So, I think it's probably a whole nother podcast to speculate on how people thousands of years ago knew exactly how to put two different plants together that would allow ayahuasca to penetrate the blood brain barrier because that's the kind of stuff that we do with pharmaceutical companies in a lab today, right? But it's very interesting.
And you're right on about, you know, procedural memory gets stored differently, right? We store, you know, phone numbers and facts and, you know, where we grew up, what street we lived on in the hippocampus. But the amygdala is where all of that emotionality sits. And when you talk about processing trauma from a clinical standpoint, it's really being able to address the trauma using our prefrontal cortex, right, our reasoning skills, our rational brain, so that we can move it through and get past it. So, what I'm hearing from you, Melissa, is that ayahuasca is a way to drink something, albeit foul tasting, that can help a person move through that process?
Melissa Osorio:
Correct. So, you know, just to give you a lived example, I did not remember my childhood, and I was not versed in mental health. Now, I know that when you don't remember your childhood, or you have large memory gaps, that is a strong indicator that there was something there that was overwhelming enough for your brain to have protected you from it.

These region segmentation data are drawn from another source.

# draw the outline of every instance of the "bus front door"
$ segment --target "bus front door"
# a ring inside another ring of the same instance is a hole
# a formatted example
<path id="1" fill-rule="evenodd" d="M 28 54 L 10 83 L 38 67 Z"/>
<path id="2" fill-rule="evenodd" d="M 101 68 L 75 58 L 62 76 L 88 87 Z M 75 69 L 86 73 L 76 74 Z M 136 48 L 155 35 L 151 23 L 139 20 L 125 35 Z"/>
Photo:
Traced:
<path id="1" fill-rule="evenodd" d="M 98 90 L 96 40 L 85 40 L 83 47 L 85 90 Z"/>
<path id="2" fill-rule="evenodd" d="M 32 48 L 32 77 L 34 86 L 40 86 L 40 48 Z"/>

So that is like the first thing that people, when I start talking about this, they're like, "Oh, I don't remember my childhood," or "Why didn't I remember the years that I lived in this or that house?" You know. So, I didn't remember my childhood. I was never able to connect with people. I felt disconnected from myself. I was unhappy. Literally, and I know this sounds harsh, I really dislike children. Like, I really, really dislike them. I didn't want to be in the same space where a child was. And I felt really inadequate because of that. I felt like I didn't have a maternal instinct. You know, at the time, you know, I was married and I had a little stepson that was four and I could not love that child. So all of these things were there as signs and tips and breadcrumbs that you carry through your life, right? Because you're right, the memories don't get stored as usual, but your body stores the memories of trauma and they remain in your subconscious.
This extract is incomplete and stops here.